I loosened my belt and took a deep breath before ordering the Grass Fed Ground Sirloin Burger with Caerphilly Cheddar, Pickled Green Tomatoes, and Cherry Wood Smoked Bacon. I have to admit, I was pretty nervous because I am extremely picky when it comes to burgers and I knew that this could make or break my outlook for the Local 149. The bartender passed my first test by recommending that it be served Medium-Rare to which I responded with “rare please”. You know that a chef takes pride in the quality of his beef when he suggests that his burgers be purple in the middle. My second test was passed when the burger arrived and no one asked me if I wanted any ketchup. Why would you want to smear fake tomatoes all over your burger unless you wanted to mask the flavor of what you’re actually eating.

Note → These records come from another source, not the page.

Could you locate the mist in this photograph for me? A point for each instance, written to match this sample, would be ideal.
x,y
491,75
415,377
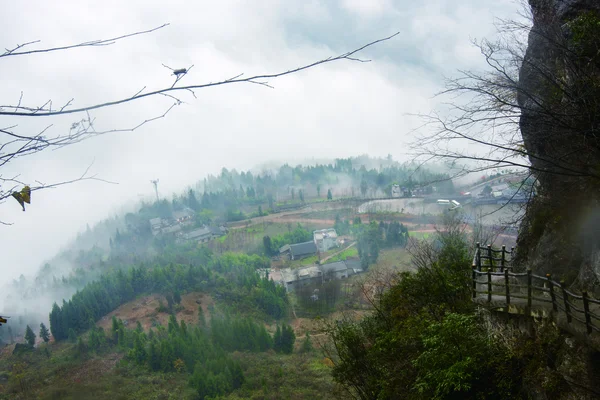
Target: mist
x,y
329,112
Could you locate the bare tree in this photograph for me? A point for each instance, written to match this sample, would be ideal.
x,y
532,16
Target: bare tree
x,y
15,144
536,109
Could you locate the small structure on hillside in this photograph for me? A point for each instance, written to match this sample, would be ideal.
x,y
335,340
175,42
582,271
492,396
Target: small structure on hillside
x,y
325,239
184,217
298,251
334,270
156,226
205,234
295,278
292,279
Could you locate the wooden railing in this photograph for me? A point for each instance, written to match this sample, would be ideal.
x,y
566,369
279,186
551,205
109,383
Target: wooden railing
x,y
495,282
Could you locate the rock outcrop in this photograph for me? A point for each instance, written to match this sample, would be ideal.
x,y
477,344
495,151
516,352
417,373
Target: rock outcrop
x,y
559,97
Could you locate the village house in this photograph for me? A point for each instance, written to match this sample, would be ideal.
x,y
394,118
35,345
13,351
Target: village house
x,y
156,226
295,278
204,234
325,239
292,279
298,251
184,217
334,270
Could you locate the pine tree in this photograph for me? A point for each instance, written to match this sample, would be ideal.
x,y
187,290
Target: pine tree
x,y
307,344
288,338
44,334
277,340
115,329
12,338
29,336
169,298
201,318
81,349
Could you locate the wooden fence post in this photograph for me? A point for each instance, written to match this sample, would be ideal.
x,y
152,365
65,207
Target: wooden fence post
x,y
586,309
566,301
507,287
474,276
529,285
489,285
552,294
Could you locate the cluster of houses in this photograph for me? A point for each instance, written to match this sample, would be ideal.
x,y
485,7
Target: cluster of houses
x,y
181,219
292,279
174,225
323,240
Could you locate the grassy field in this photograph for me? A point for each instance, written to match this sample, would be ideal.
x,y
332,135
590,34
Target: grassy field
x,y
420,235
351,252
396,258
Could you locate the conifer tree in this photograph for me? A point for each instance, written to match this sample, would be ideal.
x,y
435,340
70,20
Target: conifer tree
x,y
29,336
307,344
44,334
277,340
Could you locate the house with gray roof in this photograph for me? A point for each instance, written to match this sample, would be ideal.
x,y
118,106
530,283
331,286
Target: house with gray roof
x,y
292,278
299,250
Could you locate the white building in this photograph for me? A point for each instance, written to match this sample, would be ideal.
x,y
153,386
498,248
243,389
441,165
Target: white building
x,y
325,239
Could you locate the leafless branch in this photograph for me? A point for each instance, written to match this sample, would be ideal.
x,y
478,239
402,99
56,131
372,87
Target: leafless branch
x,y
256,79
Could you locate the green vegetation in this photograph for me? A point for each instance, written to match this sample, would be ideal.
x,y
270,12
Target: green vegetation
x,y
373,236
298,235
426,340
233,276
351,252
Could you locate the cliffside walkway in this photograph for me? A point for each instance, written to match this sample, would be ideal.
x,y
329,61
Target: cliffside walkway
x,y
496,286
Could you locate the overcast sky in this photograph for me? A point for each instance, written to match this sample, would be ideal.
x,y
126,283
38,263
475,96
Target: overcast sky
x,y
336,110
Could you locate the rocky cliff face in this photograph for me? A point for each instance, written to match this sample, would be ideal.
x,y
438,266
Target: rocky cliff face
x,y
559,97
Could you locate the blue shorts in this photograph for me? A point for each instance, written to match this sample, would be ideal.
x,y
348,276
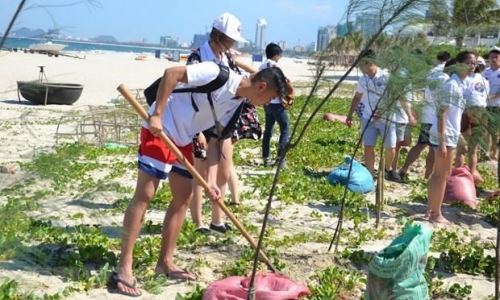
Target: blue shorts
x,y
386,129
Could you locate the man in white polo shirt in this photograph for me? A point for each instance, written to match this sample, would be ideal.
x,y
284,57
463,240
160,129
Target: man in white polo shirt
x,y
492,75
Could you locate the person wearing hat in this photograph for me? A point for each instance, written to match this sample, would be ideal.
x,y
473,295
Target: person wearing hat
x,y
492,75
226,30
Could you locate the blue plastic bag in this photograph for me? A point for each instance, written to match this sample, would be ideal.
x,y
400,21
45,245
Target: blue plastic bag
x,y
360,181
397,272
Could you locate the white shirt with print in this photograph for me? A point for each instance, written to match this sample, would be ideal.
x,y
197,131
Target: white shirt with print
x,y
452,97
373,88
493,78
436,80
477,90
181,122
268,64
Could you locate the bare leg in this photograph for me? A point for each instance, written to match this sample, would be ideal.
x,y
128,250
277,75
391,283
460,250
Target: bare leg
x,y
132,222
233,186
437,185
429,163
389,154
413,155
181,194
224,172
370,159
196,204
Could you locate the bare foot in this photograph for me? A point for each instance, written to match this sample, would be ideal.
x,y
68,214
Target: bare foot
x,y
437,218
123,282
174,273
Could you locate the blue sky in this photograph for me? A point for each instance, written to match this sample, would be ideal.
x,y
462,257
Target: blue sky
x,y
128,20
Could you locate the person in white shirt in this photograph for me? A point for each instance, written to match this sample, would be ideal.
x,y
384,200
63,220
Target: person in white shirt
x,y
376,119
492,75
445,132
436,78
225,31
472,125
173,114
275,113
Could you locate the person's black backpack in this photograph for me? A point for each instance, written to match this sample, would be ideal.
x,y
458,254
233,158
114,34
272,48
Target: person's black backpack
x,y
221,79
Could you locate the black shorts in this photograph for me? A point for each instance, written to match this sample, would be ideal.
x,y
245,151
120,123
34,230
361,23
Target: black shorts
x,y
423,137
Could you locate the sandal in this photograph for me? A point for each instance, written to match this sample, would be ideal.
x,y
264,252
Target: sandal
x,y
113,288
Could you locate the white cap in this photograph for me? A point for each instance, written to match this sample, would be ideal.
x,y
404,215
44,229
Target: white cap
x,y
495,49
230,26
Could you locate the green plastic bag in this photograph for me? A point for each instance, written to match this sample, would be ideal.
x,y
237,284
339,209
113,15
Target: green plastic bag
x,y
397,272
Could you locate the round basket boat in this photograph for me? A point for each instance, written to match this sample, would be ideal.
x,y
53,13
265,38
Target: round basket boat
x,y
49,92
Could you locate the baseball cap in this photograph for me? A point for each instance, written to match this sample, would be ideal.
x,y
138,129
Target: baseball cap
x,y
230,26
495,49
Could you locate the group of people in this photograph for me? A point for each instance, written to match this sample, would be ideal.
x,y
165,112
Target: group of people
x,y
460,108
197,120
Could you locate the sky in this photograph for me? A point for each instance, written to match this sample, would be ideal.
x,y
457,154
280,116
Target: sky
x,y
293,21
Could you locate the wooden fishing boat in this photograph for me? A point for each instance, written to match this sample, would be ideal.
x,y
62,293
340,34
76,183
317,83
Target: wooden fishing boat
x,y
38,92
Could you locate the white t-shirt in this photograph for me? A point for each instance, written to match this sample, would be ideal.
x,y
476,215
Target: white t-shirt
x,y
452,96
268,64
180,120
372,89
477,90
436,80
493,78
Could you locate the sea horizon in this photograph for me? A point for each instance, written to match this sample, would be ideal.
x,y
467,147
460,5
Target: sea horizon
x,y
90,46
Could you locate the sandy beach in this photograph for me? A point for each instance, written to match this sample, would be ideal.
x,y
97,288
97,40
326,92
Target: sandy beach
x,y
28,130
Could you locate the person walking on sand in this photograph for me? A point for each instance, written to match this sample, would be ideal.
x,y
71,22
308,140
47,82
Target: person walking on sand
x,y
274,112
225,32
445,132
173,114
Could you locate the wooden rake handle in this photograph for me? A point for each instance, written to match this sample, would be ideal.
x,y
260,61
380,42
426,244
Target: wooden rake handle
x,y
182,159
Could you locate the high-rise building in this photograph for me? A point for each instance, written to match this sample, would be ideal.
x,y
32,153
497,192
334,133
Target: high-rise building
x,y
325,34
169,42
199,39
260,42
282,45
368,24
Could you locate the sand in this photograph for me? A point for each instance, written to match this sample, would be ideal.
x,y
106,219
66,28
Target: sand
x,y
28,130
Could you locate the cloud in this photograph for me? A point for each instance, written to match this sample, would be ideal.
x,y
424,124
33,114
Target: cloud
x,y
305,9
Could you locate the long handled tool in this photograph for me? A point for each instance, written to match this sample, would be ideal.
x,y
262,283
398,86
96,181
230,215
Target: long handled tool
x,y
140,110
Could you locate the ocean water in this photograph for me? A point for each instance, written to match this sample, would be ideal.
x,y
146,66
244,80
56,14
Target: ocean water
x,y
74,46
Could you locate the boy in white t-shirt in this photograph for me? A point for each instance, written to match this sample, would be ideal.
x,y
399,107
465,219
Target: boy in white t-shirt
x,y
492,75
275,113
173,113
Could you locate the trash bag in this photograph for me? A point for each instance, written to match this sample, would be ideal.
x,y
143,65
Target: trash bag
x,y
267,287
460,187
397,272
360,181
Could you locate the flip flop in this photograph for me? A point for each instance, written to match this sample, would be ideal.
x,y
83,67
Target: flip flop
x,y
113,288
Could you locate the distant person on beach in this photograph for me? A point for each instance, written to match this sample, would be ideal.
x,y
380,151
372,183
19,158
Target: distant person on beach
x,y
436,79
445,132
173,114
492,75
225,31
473,122
274,112
376,119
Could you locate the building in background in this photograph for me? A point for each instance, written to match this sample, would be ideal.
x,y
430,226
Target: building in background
x,y
260,28
368,24
200,39
282,45
169,42
325,35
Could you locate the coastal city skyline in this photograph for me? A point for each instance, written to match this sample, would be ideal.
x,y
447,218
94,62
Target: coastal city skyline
x,y
86,21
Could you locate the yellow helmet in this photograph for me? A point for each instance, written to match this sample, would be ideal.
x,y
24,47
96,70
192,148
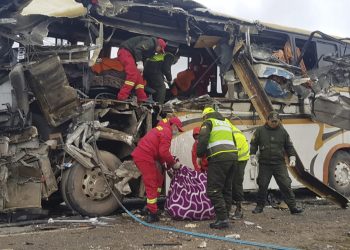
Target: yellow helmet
x,y
207,111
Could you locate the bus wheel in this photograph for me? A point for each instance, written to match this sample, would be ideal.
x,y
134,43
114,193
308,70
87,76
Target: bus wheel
x,y
87,191
339,172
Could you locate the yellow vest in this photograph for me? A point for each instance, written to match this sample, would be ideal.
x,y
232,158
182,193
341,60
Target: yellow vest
x,y
221,138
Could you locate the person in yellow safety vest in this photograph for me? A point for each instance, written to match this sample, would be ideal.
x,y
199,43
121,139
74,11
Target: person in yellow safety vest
x,y
216,141
238,176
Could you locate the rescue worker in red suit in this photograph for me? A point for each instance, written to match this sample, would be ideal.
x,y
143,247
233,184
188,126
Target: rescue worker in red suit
x,y
154,148
131,54
203,167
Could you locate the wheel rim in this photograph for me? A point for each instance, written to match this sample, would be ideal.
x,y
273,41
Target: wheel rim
x,y
342,174
94,185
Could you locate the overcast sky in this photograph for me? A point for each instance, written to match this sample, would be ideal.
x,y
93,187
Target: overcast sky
x,y
329,16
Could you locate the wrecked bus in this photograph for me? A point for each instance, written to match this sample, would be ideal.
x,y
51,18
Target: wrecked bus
x,y
64,137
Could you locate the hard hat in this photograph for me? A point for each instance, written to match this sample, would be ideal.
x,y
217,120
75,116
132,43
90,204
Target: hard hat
x,y
207,111
196,131
273,116
177,122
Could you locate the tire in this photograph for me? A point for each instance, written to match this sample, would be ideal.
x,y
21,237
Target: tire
x,y
339,172
88,193
53,201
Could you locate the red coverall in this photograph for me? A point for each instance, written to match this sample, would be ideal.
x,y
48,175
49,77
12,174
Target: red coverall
x,y
152,148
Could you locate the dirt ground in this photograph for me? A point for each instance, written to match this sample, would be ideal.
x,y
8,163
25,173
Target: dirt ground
x,y
321,226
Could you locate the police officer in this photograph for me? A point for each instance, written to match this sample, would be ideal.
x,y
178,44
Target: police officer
x,y
238,176
217,143
273,142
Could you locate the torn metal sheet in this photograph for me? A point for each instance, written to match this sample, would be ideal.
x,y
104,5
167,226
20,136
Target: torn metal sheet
x,y
58,100
55,8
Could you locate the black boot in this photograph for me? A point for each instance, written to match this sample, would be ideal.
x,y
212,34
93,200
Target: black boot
x,y
151,217
296,210
258,209
219,224
238,212
144,211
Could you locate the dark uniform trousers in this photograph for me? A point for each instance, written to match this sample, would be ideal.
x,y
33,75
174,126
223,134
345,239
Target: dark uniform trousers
x,y
237,181
280,173
219,186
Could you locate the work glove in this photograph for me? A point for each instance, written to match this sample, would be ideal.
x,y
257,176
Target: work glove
x,y
139,66
292,161
177,166
199,161
253,160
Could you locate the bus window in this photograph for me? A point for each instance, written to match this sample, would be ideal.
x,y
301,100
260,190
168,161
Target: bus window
x,y
310,55
325,49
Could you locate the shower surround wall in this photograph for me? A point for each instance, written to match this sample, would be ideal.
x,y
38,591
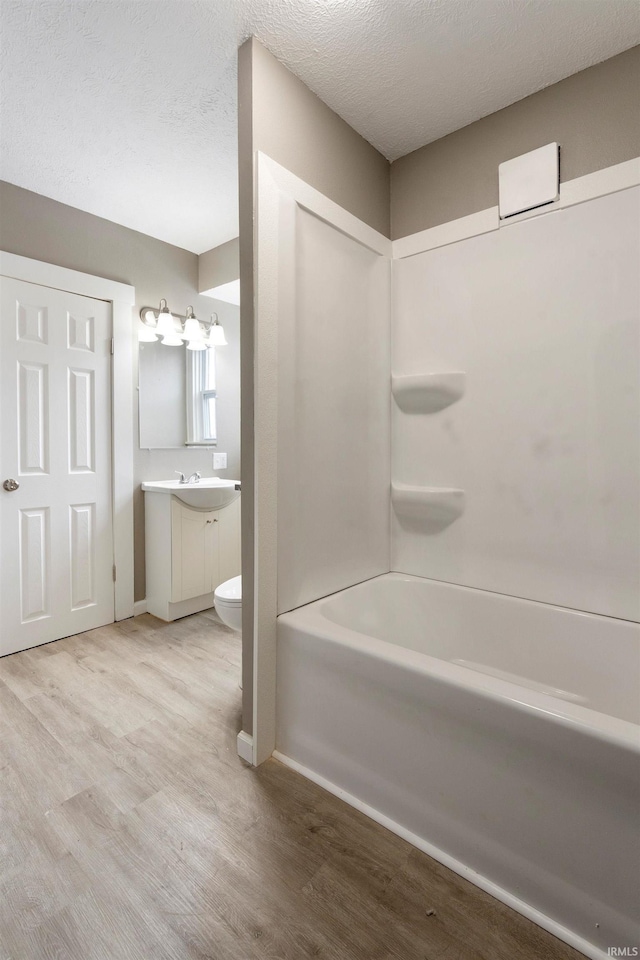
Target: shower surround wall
x,y
538,319
455,709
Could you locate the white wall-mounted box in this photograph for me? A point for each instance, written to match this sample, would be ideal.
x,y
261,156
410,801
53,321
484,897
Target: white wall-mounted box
x,y
529,181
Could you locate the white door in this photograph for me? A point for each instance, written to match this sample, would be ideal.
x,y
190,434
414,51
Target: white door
x,y
56,535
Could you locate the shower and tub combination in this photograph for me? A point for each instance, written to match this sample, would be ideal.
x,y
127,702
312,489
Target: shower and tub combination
x,y
458,545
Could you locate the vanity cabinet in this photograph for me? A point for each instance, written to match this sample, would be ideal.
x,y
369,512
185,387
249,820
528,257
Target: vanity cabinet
x,y
189,551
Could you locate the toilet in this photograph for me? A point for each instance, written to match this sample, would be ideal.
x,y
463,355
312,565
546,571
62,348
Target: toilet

The patty was very gently hand packed, well seasoned, and was tender to the bite. Halfway though, I actually shed a tear. This was far from your typical frozen patty that oozes grey boogers while it steams on the griddle. I held in my fingertips the last bite for a solid two minutes, hoping that it would never end. But it had to. It was time to leave. As we walked home, Siobhan strutted a good ten feet ahead of me because she was sick and tired of hearing me talk about how good the meal was. I think that I speak for all the foodies in South Boston when I say… “It’s about time!”. Watch out Pan Fried Pork Chop with Toasted Spaetzle, Mustard and Local Honey… I’m coming for your ass!